The risk of dying from cancer has dropped steadily for almost two decades, which meant that by 2019 regarding 3.5 million deaths from this disease will be prevented in the United States, showed this Wednesday the new annual report from American Cancer Society.
The 32% decline in cancer deaths since 1991 has been largely supported by the people who have quit smoking, which has resulted in a reduction in lung cancer cases or others related to it, detailed this organization.
The New therapies to treat colorectal cancer and breast cancer have also helped because fewer people with this disease have died, the report added.
In 2019 – the year for which the report provided the most recent figures – there were 146 cancer deaths per 100,000 people.
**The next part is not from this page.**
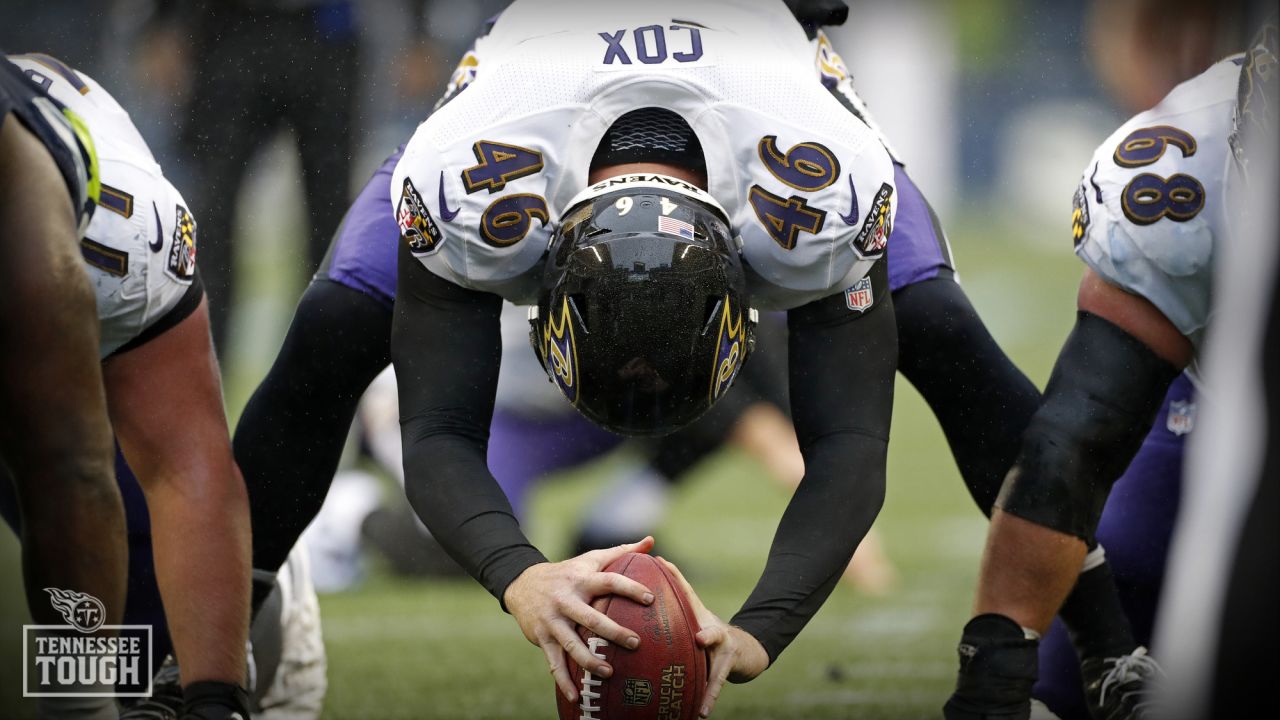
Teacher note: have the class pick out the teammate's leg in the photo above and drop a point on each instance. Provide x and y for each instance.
(1136, 531)
(289, 438)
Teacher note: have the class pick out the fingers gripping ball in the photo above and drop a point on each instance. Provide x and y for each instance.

In 1991, the year those deaths peaked, there were 215 per 100,000 people, according to the report.
“Progress once morest cancer has accelerated in the past decade due to advances in early detection, surgical techniques, and targeted therapies … Some recent treatments have been particularly notable because they have managed to treat difficult cancers, like metastatic melanoma and lung cancer, “said the association.
Despite the progress made, the organization said that The increased incidence of breast cancer and the advanced stage in which cases of prostate cancer are being detected are of concern.
And said that considers the persistent racial and socioeconomic gaps even more “alarming” that make minorities such as Hispanics have less access to treatments that can prevent cancer, such as receiving the vaccine once morest the human papillomavirus (HPV).
Cancer deaths in 2022
For this year, the organization estimated that 609,360 people will die affected by cancer in the United States, at a rate of 1,700 deaths per day.
The incidence will be higher because of lung, prostate and colorectal cancer in men; and pulmonary, breast and colorectal in women, according to the report.
While there has been a sharp decline in deaths from lung cancer, lung cancer will cause the largest number of deaths this year.
“More than 350 people will die every day (in 2022) from lung cancer, representing more deaths than those caused combined by prostate, breast and pancreatic cancer,” the association said.